One reason was strength in car exports, which had struggled until recently because supply-chain problems made it hard for Japan’s car factories to meet customer demand. Overall exports rose 3.2% from the previous quarter, a strong pace in a global economy where trade overall is rising only weakly. (…)
Inflation in Japan has been running above 3% recently, while prices in China fell in the latest month—a reversal of the decadeslong trend in which Japan typically suffered from flat or declining prices. (…)
In a sign of weak domestic demand, private consumption fell 0.5% from the previous quarter, the first decline in three quarters. Although companies decided earlier this year to give larger pay increases, inflation is still outpacing wage growth. Real wages adjusted for price increases have fallen for 15 straight months.
Imports dropped 4.3% from the previous quarter, indicating lackluster consumer demand.
SMBC Nikko Securities expects the Japanese economy to shrink an annualized 3% in the current July-September quarter because it says the slowdown in the global economy will likely reduce exports.
At 52.2 in July, the au Jibun Bank Japan Composite PMI Output Index rose fractionally from 52.1 in June to signal a further modest expansion in the Japanese service sector.
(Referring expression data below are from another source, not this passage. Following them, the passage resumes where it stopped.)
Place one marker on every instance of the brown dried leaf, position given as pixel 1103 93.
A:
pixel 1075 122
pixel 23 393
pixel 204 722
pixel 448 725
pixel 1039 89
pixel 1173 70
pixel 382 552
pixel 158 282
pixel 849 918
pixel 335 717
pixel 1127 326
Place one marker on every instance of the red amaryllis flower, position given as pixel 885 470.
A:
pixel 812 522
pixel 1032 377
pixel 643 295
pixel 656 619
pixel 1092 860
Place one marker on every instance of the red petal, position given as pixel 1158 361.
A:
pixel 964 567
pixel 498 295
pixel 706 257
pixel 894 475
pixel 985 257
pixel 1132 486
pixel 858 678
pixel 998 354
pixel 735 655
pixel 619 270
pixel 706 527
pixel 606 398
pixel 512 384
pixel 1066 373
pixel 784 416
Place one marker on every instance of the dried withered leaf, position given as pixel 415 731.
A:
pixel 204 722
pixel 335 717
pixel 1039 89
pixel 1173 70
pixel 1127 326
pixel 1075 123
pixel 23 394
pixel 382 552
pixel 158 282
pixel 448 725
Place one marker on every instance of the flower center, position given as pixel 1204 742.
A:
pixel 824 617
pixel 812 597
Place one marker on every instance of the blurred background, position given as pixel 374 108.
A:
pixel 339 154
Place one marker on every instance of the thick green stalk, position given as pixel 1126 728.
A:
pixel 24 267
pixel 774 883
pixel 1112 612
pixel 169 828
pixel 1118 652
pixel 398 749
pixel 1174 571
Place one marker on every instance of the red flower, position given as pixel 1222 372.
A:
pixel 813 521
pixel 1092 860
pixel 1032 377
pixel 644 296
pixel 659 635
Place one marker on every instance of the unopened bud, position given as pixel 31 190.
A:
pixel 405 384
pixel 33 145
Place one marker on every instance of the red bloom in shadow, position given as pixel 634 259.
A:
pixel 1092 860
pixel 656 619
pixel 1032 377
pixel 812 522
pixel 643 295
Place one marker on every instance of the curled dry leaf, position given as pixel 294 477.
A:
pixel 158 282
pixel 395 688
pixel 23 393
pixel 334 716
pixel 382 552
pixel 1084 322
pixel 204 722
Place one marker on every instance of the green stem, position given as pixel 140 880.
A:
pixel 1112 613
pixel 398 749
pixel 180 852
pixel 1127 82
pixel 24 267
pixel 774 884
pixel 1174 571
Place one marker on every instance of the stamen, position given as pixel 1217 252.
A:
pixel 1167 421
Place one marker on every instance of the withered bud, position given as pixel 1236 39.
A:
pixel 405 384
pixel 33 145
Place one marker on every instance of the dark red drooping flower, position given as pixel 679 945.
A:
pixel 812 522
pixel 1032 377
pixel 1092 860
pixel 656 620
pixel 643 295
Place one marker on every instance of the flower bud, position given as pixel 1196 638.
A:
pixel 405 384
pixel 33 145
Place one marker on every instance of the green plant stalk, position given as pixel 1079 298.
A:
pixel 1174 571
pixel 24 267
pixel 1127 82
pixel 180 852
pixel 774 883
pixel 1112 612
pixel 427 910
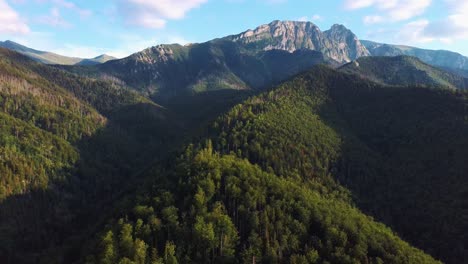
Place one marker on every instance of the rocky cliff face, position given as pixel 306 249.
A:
pixel 338 43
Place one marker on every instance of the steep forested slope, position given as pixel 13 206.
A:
pixel 67 143
pixel 280 175
pixel 404 70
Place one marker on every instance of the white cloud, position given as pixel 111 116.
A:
pixel 10 21
pixel 54 19
pixel 448 30
pixel 413 33
pixel 317 18
pixel 154 14
pixel 313 18
pixel 390 10
pixel 68 5
pixel 368 20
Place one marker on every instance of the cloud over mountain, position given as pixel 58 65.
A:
pixel 154 14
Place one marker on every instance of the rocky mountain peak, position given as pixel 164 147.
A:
pixel 338 43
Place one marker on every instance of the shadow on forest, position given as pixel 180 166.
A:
pixel 402 158
pixel 34 225
pixel 49 225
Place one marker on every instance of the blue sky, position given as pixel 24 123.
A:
pixel 120 27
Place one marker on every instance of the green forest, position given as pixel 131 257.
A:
pixel 324 167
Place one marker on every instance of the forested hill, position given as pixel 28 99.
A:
pixel 280 177
pixel 327 167
pixel 404 70
pixel 66 144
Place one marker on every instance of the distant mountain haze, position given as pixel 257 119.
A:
pixel 52 58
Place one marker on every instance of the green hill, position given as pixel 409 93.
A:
pixel 52 58
pixel 404 70
pixel 279 178
pixel 438 58
pixel 67 143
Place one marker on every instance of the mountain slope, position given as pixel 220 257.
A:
pixel 67 144
pixel 403 70
pixel 265 187
pixel 392 155
pixel 251 60
pixel 440 58
pixel 169 70
pixel 338 43
pixel 52 58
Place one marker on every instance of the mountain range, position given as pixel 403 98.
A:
pixel 52 58
pixel 282 144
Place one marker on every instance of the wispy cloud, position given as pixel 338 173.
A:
pixel 452 28
pixel 10 21
pixel 54 19
pixel 154 14
pixel 82 12
pixel 390 10
pixel 314 18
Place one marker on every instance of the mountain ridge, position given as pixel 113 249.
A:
pixel 441 58
pixel 52 58
pixel 404 70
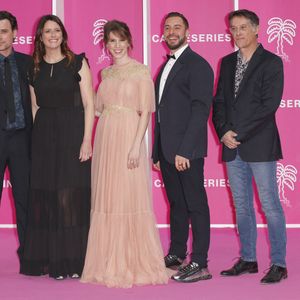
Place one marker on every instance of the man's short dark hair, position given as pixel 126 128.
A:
pixel 177 14
pixel 248 14
pixel 5 15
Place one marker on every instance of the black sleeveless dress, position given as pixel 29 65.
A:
pixel 59 207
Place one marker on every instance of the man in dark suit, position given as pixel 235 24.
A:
pixel 184 89
pixel 15 120
pixel 249 93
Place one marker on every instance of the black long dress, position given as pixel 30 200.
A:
pixel 59 209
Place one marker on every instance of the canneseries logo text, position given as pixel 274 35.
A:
pixel 286 180
pixel 199 38
pixel 281 32
pixel 98 35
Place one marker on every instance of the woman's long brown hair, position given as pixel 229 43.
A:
pixel 39 47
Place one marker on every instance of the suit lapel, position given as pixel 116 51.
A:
pixel 232 69
pixel 254 62
pixel 157 81
pixel 175 69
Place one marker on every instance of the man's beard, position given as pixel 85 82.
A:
pixel 178 45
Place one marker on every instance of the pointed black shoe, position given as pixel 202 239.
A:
pixel 274 275
pixel 192 272
pixel 241 267
pixel 173 261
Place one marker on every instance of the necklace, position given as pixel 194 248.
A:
pixel 52 64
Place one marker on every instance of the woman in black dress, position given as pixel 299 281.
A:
pixel 62 105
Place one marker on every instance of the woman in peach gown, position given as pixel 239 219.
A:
pixel 123 246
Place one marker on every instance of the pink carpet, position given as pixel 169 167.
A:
pixel 224 248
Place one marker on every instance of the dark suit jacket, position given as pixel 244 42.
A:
pixel 24 62
pixel 184 108
pixel 252 113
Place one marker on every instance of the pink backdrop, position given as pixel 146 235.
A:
pixel 209 37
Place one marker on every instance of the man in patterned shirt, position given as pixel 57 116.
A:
pixel 249 92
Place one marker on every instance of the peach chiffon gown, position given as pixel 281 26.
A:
pixel 123 247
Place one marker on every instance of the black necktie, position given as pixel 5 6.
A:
pixel 9 99
pixel 171 56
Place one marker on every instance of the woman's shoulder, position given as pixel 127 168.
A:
pixel 139 69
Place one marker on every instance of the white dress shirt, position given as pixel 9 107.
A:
pixel 167 69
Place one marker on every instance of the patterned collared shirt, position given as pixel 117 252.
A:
pixel 241 67
pixel 19 122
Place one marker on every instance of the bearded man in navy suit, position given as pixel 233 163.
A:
pixel 184 88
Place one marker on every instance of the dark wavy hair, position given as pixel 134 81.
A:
pixel 248 14
pixel 39 47
pixel 6 15
pixel 119 28
pixel 180 15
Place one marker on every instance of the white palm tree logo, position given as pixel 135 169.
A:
pixel 282 31
pixel 98 34
pixel 286 176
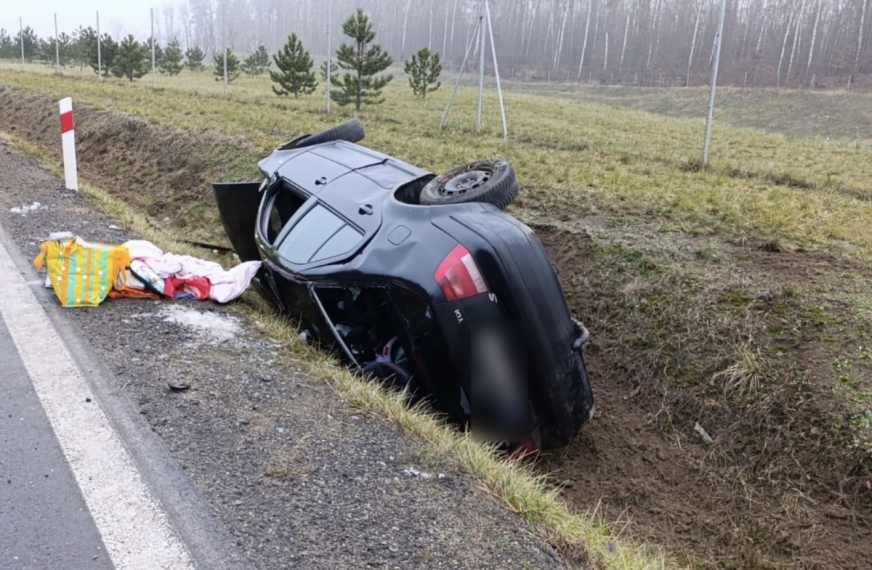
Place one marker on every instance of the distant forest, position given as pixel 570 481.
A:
pixel 795 43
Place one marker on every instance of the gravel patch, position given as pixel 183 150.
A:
pixel 297 477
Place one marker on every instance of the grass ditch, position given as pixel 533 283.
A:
pixel 637 162
pixel 581 538
pixel 745 321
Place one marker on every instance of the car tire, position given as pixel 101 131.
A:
pixel 351 131
pixel 490 181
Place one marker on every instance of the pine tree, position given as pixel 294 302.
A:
pixel 294 73
pixel 158 51
pixel 232 67
pixel 324 70
pixel 360 84
pixel 108 51
pixel 195 58
pixel 423 70
pixel 257 63
pixel 31 43
pixel 80 50
pixel 171 59
pixel 132 59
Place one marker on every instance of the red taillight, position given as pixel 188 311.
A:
pixel 458 275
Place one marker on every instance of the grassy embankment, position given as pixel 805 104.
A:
pixel 674 288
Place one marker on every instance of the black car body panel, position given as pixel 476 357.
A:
pixel 349 253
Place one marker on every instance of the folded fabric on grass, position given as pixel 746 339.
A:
pixel 84 274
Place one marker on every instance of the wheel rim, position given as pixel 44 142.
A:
pixel 463 183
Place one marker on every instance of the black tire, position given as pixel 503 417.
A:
pixel 351 131
pixel 491 181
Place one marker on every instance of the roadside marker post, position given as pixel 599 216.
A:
pixel 68 138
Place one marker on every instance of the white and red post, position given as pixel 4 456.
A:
pixel 68 137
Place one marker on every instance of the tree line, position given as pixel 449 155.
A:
pixel 358 76
pixel 766 42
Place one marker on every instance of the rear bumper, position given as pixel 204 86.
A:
pixel 518 270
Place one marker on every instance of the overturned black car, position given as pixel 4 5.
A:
pixel 418 280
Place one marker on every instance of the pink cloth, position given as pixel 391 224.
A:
pixel 200 278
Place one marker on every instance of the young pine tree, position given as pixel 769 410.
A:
pixel 423 70
pixel 195 58
pixel 258 61
pixel 171 59
pixel 362 63
pixel 294 75
pixel 132 59
pixel 232 67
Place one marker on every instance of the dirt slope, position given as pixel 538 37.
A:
pixel 764 348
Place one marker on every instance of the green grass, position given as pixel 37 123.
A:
pixel 580 158
pixel 677 301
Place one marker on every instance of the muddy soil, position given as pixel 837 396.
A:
pixel 771 490
pixel 643 465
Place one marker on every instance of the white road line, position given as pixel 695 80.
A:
pixel 136 532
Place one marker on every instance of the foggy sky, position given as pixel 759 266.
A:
pixel 116 16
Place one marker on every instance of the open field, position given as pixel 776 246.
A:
pixel 736 297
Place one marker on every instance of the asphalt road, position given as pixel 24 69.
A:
pixel 44 522
pixel 256 466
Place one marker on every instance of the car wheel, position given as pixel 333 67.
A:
pixel 351 131
pixel 490 181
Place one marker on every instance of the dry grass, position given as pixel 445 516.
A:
pixel 745 375
pixel 760 186
pixel 532 496
pixel 675 309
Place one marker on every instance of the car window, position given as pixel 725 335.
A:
pixel 320 235
pixel 284 205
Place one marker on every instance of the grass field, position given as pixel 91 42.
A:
pixel 736 297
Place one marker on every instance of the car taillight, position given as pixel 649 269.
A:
pixel 458 275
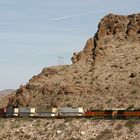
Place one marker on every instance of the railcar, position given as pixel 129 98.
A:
pixel 45 112
pixel 128 114
pixel 98 113
pixel 71 112
pixel 9 112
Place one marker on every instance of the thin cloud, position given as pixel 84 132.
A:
pixel 69 16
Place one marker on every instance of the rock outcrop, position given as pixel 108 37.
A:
pixel 112 27
pixel 105 74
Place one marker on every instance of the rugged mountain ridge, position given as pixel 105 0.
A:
pixel 105 74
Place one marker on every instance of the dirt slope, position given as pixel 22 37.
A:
pixel 106 74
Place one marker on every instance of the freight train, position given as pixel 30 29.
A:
pixel 62 112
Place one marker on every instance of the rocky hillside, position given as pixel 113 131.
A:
pixel 6 92
pixel 105 74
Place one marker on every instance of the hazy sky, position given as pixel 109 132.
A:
pixel 33 33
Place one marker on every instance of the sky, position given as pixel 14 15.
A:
pixel 35 33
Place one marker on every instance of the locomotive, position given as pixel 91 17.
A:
pixel 62 112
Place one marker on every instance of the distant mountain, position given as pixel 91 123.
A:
pixel 104 75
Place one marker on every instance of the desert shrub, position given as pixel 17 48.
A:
pixel 105 135
pixel 130 124
pixel 118 127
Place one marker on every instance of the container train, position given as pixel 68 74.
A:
pixel 62 112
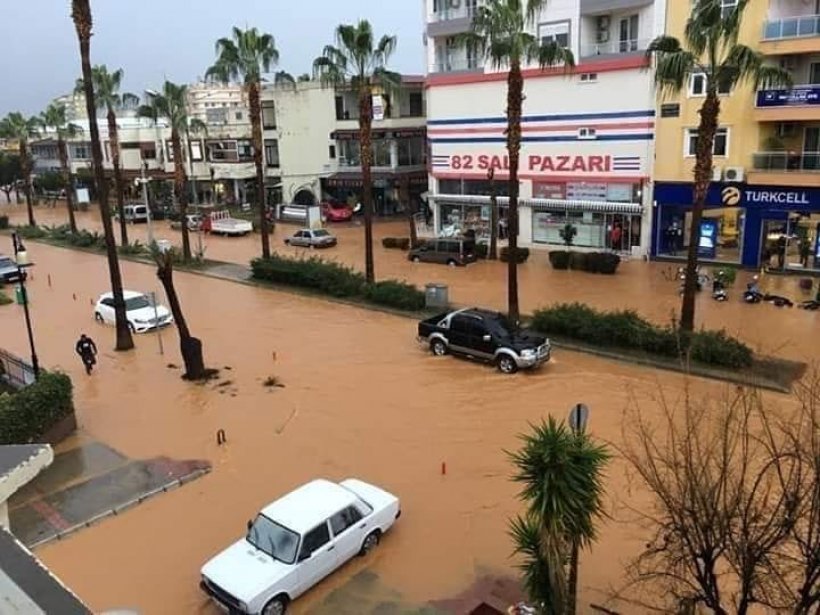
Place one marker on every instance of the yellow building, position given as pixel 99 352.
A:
pixel 763 208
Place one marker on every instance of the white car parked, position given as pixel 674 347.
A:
pixel 140 311
pixel 297 541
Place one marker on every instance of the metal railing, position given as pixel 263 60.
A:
pixel 792 27
pixel 786 161
pixel 15 371
pixel 614 47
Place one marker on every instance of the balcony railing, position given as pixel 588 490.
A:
pixel 796 96
pixel 614 48
pixel 792 27
pixel 787 162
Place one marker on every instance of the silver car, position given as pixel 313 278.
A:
pixel 311 238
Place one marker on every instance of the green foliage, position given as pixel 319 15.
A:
pixel 522 254
pixel 29 413
pixel 335 280
pixel 396 243
pixel 626 329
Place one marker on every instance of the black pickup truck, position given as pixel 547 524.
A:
pixel 486 336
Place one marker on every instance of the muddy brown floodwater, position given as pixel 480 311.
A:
pixel 360 399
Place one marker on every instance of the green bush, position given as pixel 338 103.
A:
pixel 626 329
pixel 26 415
pixel 336 280
pixel 399 295
pixel 522 255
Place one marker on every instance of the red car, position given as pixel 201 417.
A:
pixel 334 211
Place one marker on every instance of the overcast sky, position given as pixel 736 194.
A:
pixel 156 39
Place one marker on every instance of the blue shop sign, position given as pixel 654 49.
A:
pixel 784 198
pixel 794 97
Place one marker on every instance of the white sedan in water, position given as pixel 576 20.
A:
pixel 140 311
pixel 295 542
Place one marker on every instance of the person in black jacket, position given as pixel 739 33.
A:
pixel 87 350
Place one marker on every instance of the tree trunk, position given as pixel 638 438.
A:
pixel 25 167
pixel 365 141
pixel 256 134
pixel 190 347
pixel 81 14
pixel 114 143
pixel 492 252
pixel 69 185
pixel 515 90
pixel 703 176
pixel 181 193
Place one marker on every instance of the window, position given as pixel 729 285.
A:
pixel 268 115
pixel 721 147
pixel 556 32
pixel 272 153
pixel 314 539
pixel 344 519
pixel 697 85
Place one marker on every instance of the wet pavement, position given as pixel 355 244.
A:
pixel 359 399
pixel 85 484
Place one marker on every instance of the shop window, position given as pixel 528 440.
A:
pixel 721 145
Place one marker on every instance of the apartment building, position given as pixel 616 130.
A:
pixel 763 208
pixel 588 132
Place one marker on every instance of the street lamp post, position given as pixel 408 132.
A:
pixel 21 259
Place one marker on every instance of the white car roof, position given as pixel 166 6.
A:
pixel 307 506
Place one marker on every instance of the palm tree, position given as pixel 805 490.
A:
pixel 17 126
pixel 500 33
pixel 562 476
pixel 359 63
pixel 172 104
pixel 246 56
pixel 109 99
pixel 81 15
pixel 54 117
pixel 709 47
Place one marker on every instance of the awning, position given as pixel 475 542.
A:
pixel 604 207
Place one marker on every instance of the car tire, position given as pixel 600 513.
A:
pixel 370 542
pixel 506 364
pixel 277 606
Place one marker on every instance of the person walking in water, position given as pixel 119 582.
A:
pixel 87 350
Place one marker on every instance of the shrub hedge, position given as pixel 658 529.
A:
pixel 26 415
pixel 626 329
pixel 337 281
pixel 592 262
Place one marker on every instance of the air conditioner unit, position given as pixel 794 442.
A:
pixel 734 174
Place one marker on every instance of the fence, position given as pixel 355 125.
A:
pixel 15 371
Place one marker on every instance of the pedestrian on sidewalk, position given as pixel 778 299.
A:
pixel 87 350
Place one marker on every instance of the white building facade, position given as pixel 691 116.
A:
pixel 587 133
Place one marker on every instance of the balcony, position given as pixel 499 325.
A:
pixel 613 49
pixel 791 35
pixel 800 103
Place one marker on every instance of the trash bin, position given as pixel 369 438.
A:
pixel 436 295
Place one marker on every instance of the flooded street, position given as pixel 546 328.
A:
pixel 359 399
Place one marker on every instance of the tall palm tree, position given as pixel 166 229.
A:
pixel 110 99
pixel 709 47
pixel 172 104
pixel 501 33
pixel 562 476
pixel 247 56
pixel 358 62
pixel 54 117
pixel 17 126
pixel 81 15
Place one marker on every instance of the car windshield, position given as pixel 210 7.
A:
pixel 276 540
pixel 138 303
The uptick was the seventh in as many months and was underpinned by a solid expansion in services business activity, although the inflow of new business slowed sharply from that seen in June.
The manufacturing sector meanwhile, remained subdued, as both output and new orders declined further, with the rate of reduction in new orders quickening on the month.
Japanese private sector jobs expanded at the start of the third quarter, although the rate of job creation was only fractional and the softest in the current six-month sequence. Concurrently, the level of outstanding business at private sector firms fell for the first time in four months, owing to a renewed reduction in services backlogs.
Fitch warns it may be forced to downgrade multiple banks, including JPMorgan – CNBC
An analyst at Fitch Ratings warned that U.S. banks, including JPMorgan Chase (JPM.N), could be downgraded if the agency further cuts its assessment of the operating environment for the industry, according to a report from CNBC on Tuesday.
In June, Fitch lowered the score of the U.S. banking industry’s “operating environment” to AA- from AA, citing pressure on the country’s credit rating, gaps in regulatory framework and uncertainty about the future trajectory of interest rate hikes.
Another one-notch downgrade, to A+ from AA-, would force Fitch to reevaluate ratings on each of the more than 70 U.S. banks it covers, analyst Chris Wolfe told CNBC.
Lenders were rocked earlier this month after Fitch’s peer Moody’s downgraded 10 mid-sized U.S. banks and warned it may cut ratings of several others.